Pigasus Pictures, the visionary, Indiana-based film company behind feature films The Good Catholic, Ms. White Light, and The Miseducation of Bindu has a major announcement for Indiana high school students.
For the fourth year running, Pigasus is hosting its annual high school short screenplay competition Project Pigasus.
This is no ordinary contest, however, as the winning screenplay is fully produced by the professional production company alongside students in their hometown.
For this competition, Hoosier high schoolers should submit a 12-page screenplay, a 1-page description of their film idea, and a short intro video to www.projectpigasus.org.
The submission deadline is January 5, 2020.
“This is an unparalleled opportunity for young people.” Says John Armstrong, COO of Pigasus. “Growing up in Indiana it often feels like the film industry is so far away.
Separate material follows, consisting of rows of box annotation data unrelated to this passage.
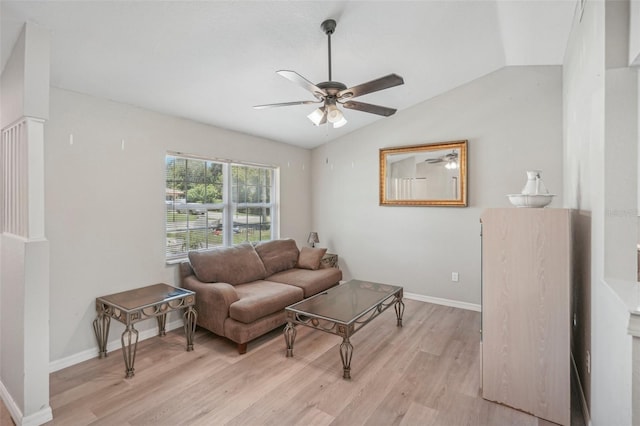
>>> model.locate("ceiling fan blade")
[337,74,404,99]
[253,101,322,109]
[276,70,327,99]
[341,101,397,117]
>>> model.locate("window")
[165,154,278,261]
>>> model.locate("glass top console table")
[284,280,404,379]
[93,284,197,378]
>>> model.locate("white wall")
[45,89,311,368]
[312,67,562,305]
[563,1,638,425]
[0,24,52,425]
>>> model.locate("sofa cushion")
[229,281,304,324]
[189,243,267,285]
[256,239,298,277]
[268,268,342,298]
[296,247,327,270]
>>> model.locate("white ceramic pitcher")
[522,170,549,195]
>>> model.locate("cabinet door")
[482,208,571,424]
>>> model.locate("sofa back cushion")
[296,247,327,271]
[189,243,267,285]
[256,238,299,277]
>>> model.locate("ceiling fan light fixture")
[327,104,344,127]
[444,160,458,170]
[333,115,347,129]
[307,107,324,126]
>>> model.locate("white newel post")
[0,118,52,425]
[629,311,640,426]
[0,23,53,425]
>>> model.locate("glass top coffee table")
[284,280,404,379]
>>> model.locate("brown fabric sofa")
[180,239,342,354]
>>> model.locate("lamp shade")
[307,232,320,247]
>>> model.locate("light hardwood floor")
[38,300,579,426]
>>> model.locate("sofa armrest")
[182,275,240,336]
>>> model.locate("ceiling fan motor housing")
[320,19,336,35]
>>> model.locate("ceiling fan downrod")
[320,19,336,81]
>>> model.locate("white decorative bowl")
[507,194,555,208]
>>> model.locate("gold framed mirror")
[380,140,467,207]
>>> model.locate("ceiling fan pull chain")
[327,32,333,81]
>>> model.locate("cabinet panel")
[482,208,571,425]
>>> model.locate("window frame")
[164,151,280,264]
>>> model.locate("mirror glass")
[380,140,467,207]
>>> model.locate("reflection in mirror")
[380,140,467,206]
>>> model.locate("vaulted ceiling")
[0,0,576,148]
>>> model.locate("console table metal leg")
[120,324,138,379]
[284,322,297,358]
[395,299,404,327]
[340,337,353,379]
[156,314,167,336]
[93,314,111,358]
[184,306,198,352]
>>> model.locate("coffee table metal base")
[284,287,404,380]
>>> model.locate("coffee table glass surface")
[284,280,404,379]
[287,280,402,324]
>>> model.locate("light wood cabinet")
[481,208,571,425]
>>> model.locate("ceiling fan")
[424,151,458,164]
[254,19,404,128]
[424,150,459,170]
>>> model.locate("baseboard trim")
[49,319,184,373]
[404,292,482,312]
[0,381,53,426]
[571,352,591,426]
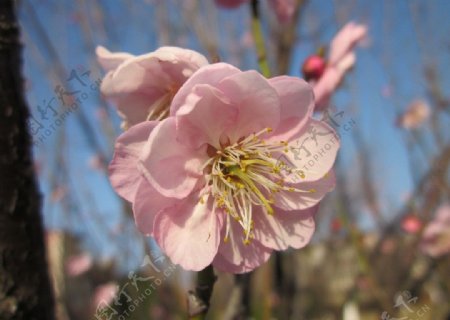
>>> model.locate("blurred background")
[15,0,450,320]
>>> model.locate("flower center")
[200,128,312,244]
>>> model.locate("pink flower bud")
[302,55,327,81]
[402,215,422,233]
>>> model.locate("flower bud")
[302,55,327,81]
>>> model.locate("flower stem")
[250,0,271,78]
[188,265,217,320]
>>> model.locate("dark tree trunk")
[0,0,54,320]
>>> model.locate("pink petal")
[133,179,175,236]
[275,118,340,183]
[95,46,134,71]
[218,70,280,143]
[254,206,318,250]
[213,221,272,273]
[176,84,238,149]
[109,121,158,202]
[154,193,222,271]
[268,76,314,141]
[170,63,241,115]
[101,47,208,125]
[274,171,336,211]
[138,117,207,199]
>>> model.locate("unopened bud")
[302,55,327,81]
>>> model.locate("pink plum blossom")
[397,100,430,129]
[401,214,422,234]
[420,204,450,258]
[96,46,208,129]
[312,22,367,110]
[109,63,339,273]
[269,0,296,23]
Well, with Project Pigasus we bring the film industry right to their doorstep.” Past winners include Kira Daniels from Madison, Whitney Roberts & Cynthia Foulke from Fishers, and most recently, Marjorie Abrell from Spencer. Past winners have described this experience as “life-changing.”
Production of the film will take place over 3 days near the end of the 2019-2020 school year. The finished film will be screened in Indiana theaters, submitted to film festivals across the country, and subsequently made available for online streaming. Submissions are currently open to any high school student in the state of Indiana.
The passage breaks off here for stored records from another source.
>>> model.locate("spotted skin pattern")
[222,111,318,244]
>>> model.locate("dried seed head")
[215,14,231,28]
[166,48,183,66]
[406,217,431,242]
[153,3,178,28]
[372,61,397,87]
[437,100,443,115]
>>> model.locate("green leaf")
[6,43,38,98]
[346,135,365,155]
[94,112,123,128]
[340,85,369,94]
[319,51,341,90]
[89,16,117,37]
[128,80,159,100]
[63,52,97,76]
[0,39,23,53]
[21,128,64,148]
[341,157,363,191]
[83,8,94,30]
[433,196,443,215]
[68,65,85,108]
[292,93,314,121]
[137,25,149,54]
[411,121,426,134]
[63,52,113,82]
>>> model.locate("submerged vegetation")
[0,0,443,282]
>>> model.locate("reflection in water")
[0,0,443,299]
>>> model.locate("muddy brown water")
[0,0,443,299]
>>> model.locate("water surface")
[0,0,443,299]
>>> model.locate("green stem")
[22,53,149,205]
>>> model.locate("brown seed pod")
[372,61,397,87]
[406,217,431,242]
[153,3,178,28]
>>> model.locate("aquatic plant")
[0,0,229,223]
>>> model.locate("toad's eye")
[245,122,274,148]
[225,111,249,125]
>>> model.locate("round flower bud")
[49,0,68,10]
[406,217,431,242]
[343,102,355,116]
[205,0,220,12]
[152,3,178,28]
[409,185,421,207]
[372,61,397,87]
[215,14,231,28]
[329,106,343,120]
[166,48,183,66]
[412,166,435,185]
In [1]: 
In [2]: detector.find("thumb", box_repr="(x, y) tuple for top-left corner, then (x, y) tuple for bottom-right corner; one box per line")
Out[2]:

“We really want everyone to know that if you’ve never written a screenplay before, that’s okay!” Says Zachary Spicer, CEO of Pigasus. “We want to tell real stories about the real experiences of young people growing up in Indiana, so keep it simple and just write what you know!”
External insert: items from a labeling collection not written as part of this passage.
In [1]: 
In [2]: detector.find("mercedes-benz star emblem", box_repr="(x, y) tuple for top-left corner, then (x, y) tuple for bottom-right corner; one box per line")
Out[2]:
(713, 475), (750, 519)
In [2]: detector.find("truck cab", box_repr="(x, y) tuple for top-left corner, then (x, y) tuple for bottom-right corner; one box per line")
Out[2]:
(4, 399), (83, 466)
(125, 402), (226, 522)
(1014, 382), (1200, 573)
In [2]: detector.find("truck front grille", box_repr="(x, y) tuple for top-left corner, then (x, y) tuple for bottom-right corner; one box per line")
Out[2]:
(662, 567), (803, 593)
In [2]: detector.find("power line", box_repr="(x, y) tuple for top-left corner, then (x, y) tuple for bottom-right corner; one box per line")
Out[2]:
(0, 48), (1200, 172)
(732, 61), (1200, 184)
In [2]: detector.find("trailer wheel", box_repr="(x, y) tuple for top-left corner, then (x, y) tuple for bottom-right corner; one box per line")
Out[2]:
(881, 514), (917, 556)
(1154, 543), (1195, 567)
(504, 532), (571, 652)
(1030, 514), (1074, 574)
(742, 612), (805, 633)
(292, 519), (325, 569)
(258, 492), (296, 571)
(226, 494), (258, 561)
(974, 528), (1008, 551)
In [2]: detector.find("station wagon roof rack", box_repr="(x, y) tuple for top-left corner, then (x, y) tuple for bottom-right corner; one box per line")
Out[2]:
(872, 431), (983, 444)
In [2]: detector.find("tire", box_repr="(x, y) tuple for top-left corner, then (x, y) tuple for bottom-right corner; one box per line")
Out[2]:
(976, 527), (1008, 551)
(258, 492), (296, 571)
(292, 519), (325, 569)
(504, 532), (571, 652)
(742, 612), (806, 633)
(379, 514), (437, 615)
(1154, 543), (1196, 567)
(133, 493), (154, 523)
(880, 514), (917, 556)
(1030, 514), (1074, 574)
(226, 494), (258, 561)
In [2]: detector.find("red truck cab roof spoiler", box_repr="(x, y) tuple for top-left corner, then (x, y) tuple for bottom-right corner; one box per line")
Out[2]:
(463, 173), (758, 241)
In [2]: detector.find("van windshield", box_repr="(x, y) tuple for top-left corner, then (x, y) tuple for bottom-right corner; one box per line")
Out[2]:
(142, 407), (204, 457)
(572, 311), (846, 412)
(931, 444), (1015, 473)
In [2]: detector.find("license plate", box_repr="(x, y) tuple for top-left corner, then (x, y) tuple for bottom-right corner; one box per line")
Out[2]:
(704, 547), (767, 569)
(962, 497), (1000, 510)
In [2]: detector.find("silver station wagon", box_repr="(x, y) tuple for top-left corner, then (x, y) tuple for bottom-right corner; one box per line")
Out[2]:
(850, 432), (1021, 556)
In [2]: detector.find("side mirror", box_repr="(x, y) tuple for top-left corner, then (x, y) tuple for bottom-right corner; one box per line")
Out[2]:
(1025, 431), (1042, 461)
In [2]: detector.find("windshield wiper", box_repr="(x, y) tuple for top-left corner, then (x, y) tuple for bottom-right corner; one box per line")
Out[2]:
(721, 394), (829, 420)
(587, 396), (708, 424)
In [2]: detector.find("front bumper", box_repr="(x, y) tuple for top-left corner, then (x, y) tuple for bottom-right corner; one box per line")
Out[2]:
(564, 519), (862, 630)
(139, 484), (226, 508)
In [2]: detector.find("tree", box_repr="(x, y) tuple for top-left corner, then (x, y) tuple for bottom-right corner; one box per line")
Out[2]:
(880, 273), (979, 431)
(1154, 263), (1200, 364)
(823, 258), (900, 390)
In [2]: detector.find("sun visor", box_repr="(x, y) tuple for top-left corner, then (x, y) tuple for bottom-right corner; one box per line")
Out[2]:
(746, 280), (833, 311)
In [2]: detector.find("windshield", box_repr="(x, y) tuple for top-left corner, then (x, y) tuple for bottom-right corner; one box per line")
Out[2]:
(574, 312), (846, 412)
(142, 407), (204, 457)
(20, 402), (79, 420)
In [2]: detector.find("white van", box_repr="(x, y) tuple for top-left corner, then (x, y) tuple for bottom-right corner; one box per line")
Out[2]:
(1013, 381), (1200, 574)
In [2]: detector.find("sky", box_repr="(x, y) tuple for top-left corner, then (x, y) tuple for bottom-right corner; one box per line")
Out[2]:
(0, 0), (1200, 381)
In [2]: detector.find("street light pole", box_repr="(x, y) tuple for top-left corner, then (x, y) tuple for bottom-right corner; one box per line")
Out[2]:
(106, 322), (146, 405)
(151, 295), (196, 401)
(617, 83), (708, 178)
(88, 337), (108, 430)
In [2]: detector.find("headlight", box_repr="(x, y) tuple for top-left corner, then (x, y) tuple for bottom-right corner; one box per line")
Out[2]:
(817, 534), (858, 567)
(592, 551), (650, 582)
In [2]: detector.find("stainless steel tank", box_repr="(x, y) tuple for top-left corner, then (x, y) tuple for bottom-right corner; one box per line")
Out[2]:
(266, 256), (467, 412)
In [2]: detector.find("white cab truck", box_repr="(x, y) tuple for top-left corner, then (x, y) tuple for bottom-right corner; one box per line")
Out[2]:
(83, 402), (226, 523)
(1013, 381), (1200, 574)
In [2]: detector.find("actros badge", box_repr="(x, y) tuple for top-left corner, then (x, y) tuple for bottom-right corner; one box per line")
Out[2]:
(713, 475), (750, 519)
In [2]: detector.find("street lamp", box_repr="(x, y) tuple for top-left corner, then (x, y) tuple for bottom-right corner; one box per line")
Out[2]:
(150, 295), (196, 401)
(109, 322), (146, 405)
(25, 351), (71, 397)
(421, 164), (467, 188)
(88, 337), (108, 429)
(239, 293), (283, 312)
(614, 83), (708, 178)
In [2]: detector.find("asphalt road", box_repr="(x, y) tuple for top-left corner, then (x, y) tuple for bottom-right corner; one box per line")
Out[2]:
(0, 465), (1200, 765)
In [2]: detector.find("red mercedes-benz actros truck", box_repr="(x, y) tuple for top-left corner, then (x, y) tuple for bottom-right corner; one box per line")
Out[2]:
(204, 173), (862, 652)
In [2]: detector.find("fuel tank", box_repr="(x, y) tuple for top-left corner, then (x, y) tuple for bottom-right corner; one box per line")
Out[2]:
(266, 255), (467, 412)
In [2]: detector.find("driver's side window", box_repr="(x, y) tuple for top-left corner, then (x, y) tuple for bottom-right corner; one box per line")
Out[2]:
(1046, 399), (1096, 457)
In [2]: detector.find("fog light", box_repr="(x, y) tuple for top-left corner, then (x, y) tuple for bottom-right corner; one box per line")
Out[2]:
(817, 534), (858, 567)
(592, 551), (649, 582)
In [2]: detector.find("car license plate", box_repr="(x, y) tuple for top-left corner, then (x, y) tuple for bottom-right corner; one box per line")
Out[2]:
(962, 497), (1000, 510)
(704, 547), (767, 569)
For the last several years, the producers at Pigasus have proven their dedication to growing the entertainment industry in Indiana. They have produced three full-length feature films (with several more on the horizon), three full-scale short films, have lobbied the state legislature for favorable filmmaking tax credits, and opened a state of the art film and theatre Academy in Bloomington.
“There are a lot of really skilled and talented people in Indiana,” says Armstrong. “A large part of our work is simply connecting them and creating new opportunities. And we especially want to show young people that cool things are happening in Indiana. With the technology now available, you don’t have to be from somewhere else or move somewhere else to get experience in the film world. You can start your creating right in your own backyard.”